Monday, Mar. 29, 1971

The Scholarship Shrinkage

Squeezed by money problems, U.S. campuses from Yale to Vanderbilt are trimming scholarships for needy students, who now must borrow more, work more or quit college. The University of Pennsylvania is an agonized example. In the past 13 years, scholarships have grown faster than any single item in its budget--from $2 million to $14 million. They have helped Penn to increase its mix of black and poor students. But Penn is running a $1.9 million budget deficit. As a result, it is eliminating 57 of the 867 scholarships it now offers freshmen.

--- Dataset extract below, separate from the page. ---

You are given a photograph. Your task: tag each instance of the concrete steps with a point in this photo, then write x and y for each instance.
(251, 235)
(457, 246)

Even though the cuts are still relatively modest, they have incensed Penn's dean of admissions and financial aide, George A. Schlekat, 33, himself a full-scholarship student at Penn twelve years ago. Last week Schlekat resigned in protest, calling the policy "suicidal." Penn President Martin Meyerson is tightening up sharply in other areas besides scholarships; he is seeking to save by imposing a ban on new faculty hiring. But Schlekat argues that the administration could have made further sacrifices to help needy students, particularly in the university's "rather grand research facilities." Schlekat is certain that the reductions will affect Penn's "heterogeneity."

Schlekat and Meyerson agree that the long-range solution is more federal aid for colleges, but that is hardly close at hand. Neither, in fact, is heterogeneity in U.S. higher education. Despite all the recent efforts to enroll minority-group students, a forthcoming report by the Ford Foundation says that the number of black students will have to increase by 116% before black and white America have the same proportion of their children in college. For other minorities the gap is still more dramatic. If they are to pull abreast of whites, enrollment of Puerto Ricans will have to grow by 225%, Mexican Americans by 330% and American Indians by 650%.